Tony Arbolino en Pedro Acosta – “Messi en Ronaldo” van Moto2 – beloven de rivaliteit in MotoGP 2024 voort te zetten | MotoGP
Elf Marc VDS Racing Team’s Arbolino leidt Red Bull KTM Ajo’s Acosta met acht punten in het Moto2-klassement op weg naar Silverstone dit weekend.
Maar ze zouden allebei in 2024 gepromoveerd kunnen worden naar de MotoGP – Arbolino met Gresini Racing en Acosta ergens binnen de plannen van KTM.
Arbolino, 22, vertelde ALS over hun rivaliteit: “Ik vind het zo leuk. Acosta is een van de coureurs, samen met mij, die op dit moment het meeste talent heeft!
“Als er iemand is die ik wil winnen, dan is hij het. Dit zet me aan het werk en activeert me.
“In de laatste twee races was hij sneller, maar dat wisten we, want in zijn eerste jaar in de Moto2 was hij al erg snel op die circuits, met podiumplaatsen en overwinningen erbij.
“Terwijl ik dat niet was, want ik was langzamer dan hij.
“Dit jaar heb ik echter podia behaald waar ik aan het begin van het seizoen niet van had gedacht.
“Mentaal voel ik me een betere renner, maar ik denk dat je zo moet denken en geloven voor het weekend.
“In sommige bochten is hij beter dan ik. In de [fast corners]. Ik studeer veel om daar meer snelheid te hebben. We werken samen met het team om dat punt te verbeteren.”
Arbolino wil volgend jaar de strijd met Acosta voortzetten in de MotoGP: “Ik hoop het. ik zou heel graag willen.
“Acosta is een renner die ik erg sterk vind en die ik wil verslaan, om mezelf dingen te bewijzen.”
Maken hun gevechten elkaar beter?
“Ik denk het wel,” zei Arbolino. “Wij zijn Messi en Ronaldo!
“Ik wil de Messi zijn die het WK heeft gewonnen, maar ik zou graag de mix van beide zijn.”
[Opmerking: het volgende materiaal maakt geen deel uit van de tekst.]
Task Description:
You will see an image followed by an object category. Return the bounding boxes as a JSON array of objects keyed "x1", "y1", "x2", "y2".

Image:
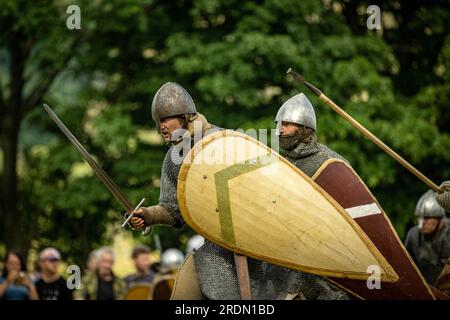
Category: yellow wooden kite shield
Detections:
[{"x1": 178, "y1": 130, "x2": 398, "y2": 282}]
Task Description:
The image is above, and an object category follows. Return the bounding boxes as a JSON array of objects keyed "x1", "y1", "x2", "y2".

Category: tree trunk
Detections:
[
  {"x1": 1, "y1": 115, "x2": 26, "y2": 256},
  {"x1": 0, "y1": 33, "x2": 29, "y2": 258}
]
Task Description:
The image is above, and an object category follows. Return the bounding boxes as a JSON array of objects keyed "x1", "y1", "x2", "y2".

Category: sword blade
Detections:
[{"x1": 44, "y1": 104, "x2": 134, "y2": 213}]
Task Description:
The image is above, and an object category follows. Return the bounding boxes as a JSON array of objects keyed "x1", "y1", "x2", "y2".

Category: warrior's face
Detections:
[
  {"x1": 419, "y1": 217, "x2": 442, "y2": 235},
  {"x1": 159, "y1": 116, "x2": 186, "y2": 142},
  {"x1": 280, "y1": 121, "x2": 300, "y2": 137}
]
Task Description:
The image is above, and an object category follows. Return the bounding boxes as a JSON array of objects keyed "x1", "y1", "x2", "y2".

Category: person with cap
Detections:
[
  {"x1": 124, "y1": 245, "x2": 155, "y2": 289},
  {"x1": 405, "y1": 190, "x2": 450, "y2": 285},
  {"x1": 36, "y1": 248, "x2": 72, "y2": 300},
  {"x1": 75, "y1": 247, "x2": 125, "y2": 300}
]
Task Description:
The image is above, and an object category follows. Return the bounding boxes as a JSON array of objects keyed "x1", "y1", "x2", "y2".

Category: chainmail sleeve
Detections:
[{"x1": 159, "y1": 146, "x2": 185, "y2": 228}]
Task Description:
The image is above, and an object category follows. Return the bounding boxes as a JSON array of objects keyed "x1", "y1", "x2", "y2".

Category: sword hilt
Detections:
[{"x1": 122, "y1": 198, "x2": 145, "y2": 228}]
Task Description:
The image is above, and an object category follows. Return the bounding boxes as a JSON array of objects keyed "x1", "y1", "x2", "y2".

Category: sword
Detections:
[{"x1": 44, "y1": 103, "x2": 152, "y2": 235}]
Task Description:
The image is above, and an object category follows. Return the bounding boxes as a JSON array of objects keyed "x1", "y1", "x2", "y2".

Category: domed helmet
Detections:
[
  {"x1": 414, "y1": 190, "x2": 445, "y2": 218},
  {"x1": 275, "y1": 93, "x2": 316, "y2": 135},
  {"x1": 152, "y1": 82, "x2": 197, "y2": 131}
]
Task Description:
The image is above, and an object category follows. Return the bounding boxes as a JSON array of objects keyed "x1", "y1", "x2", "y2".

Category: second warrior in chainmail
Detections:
[
  {"x1": 190, "y1": 93, "x2": 351, "y2": 300},
  {"x1": 131, "y1": 83, "x2": 350, "y2": 300},
  {"x1": 436, "y1": 181, "x2": 450, "y2": 212},
  {"x1": 405, "y1": 190, "x2": 450, "y2": 285}
]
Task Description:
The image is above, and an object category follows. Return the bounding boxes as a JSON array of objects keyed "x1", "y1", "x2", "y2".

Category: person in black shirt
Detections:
[{"x1": 36, "y1": 248, "x2": 72, "y2": 300}]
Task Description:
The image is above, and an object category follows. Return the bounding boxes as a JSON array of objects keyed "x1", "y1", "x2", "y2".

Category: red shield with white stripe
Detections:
[{"x1": 313, "y1": 159, "x2": 434, "y2": 299}]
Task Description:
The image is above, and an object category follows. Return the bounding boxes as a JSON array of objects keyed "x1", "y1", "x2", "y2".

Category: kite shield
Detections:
[{"x1": 178, "y1": 130, "x2": 398, "y2": 282}]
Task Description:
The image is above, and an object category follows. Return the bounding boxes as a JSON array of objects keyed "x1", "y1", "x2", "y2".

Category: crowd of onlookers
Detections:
[{"x1": 0, "y1": 239, "x2": 199, "y2": 300}]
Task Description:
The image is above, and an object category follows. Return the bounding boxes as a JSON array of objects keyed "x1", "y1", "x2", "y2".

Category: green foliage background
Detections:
[{"x1": 0, "y1": 0, "x2": 450, "y2": 262}]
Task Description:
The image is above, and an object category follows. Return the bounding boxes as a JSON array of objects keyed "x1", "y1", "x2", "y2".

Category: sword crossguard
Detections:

Arbolino werd gevraagd om Fabio di Giannantonio volgend seizoen binnen de Ducati-clan te vervangen en antwoordde: “Ik hoop het, ik hoop het. Ik heb veel ambitie, maar ben mentaal erg rustig.
“Ik weet dat ik het verdien en dat ik niemand iets hoef te bewijzen, want met het werk dat ik doe zal het komen.
“Ik ben gefocust op dit jaar, waarvan ik denk dat het van mij zal worden, en niets anders.
“Er is geen limiet. Dit is wat mijn manager (Carlo Pernat) mij altijd vertelt.
“Bij elk telefoontje dat hij naar me pleegt, zegt hij voordat hij klaar is: ‘Tony, onthoud dat je geen grenzen hebt’.